Five countries - Lebanon, Turkey, Iraq, Jordan and Egypt - host nearly 5 million Syrian refugees, a "staggering number", with few in camps, U.N. refugee chief Filippo Grandi said.
"Even if Syrians have stopped arriving in Europe in any significant numbers, I hope that everybody realizes that the Syria refugee crisis has not gone away and continues to affect millions in host communities and continues to be a tragic situation," he said.
Providing livelihoods and restoring basic utilities are a priority in Syria, said Helen Clark, administrator of the U.N. Development Programme (UNDP).
"Even were there to be a political settlement tomorrow, we would still be here seeking support for humanitarian relief for a country that has been brought to its knees, with 85 percent living in poverty, 50 percent in unemployment and with the severe economic and social impacts on the neighborhood."

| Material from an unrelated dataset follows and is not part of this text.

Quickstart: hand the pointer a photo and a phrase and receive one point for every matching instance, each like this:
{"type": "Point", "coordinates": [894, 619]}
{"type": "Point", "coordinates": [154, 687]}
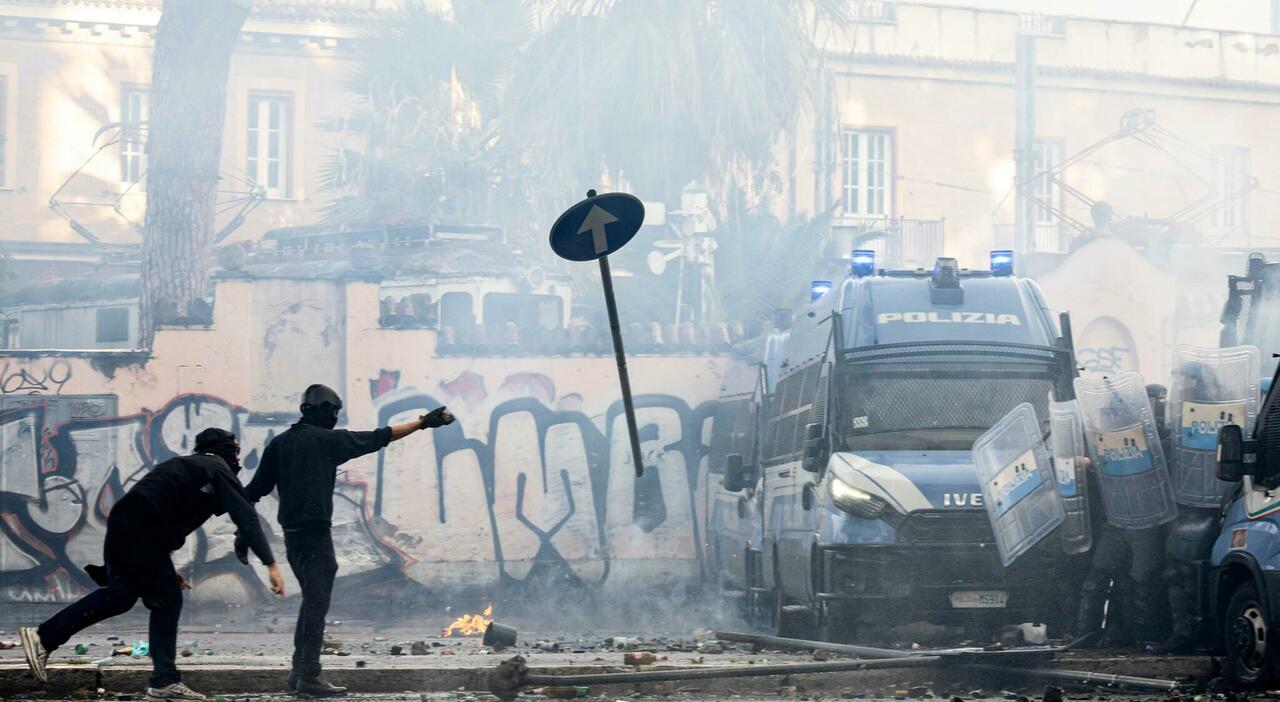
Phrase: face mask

The one-day meetings and panel discussions in the Finnish capital are aimed at charting humanitarian priorities for Syria in 2017 and to launch a regional refugee plan. They coincide with peace talks in the Kazakh capital, Astana, where the host country announced that Russia, Turkey and Iran had struck a deal on a mechanism to consolidate the country's nearly month-old cease-fire.
In addition to U.N. and aid agencies, the Helsinki conference is being attended by government members from Syria's neighboring countries, where most of the refugees have fled.
Donors from civil society and the private sector also discussed new assistance in the wake of last year's pledge of $12 billion made at a Syria aid conference in London. A follow-up to the Feb. 2016 London meeting is scheduled to be held in Brussels in April.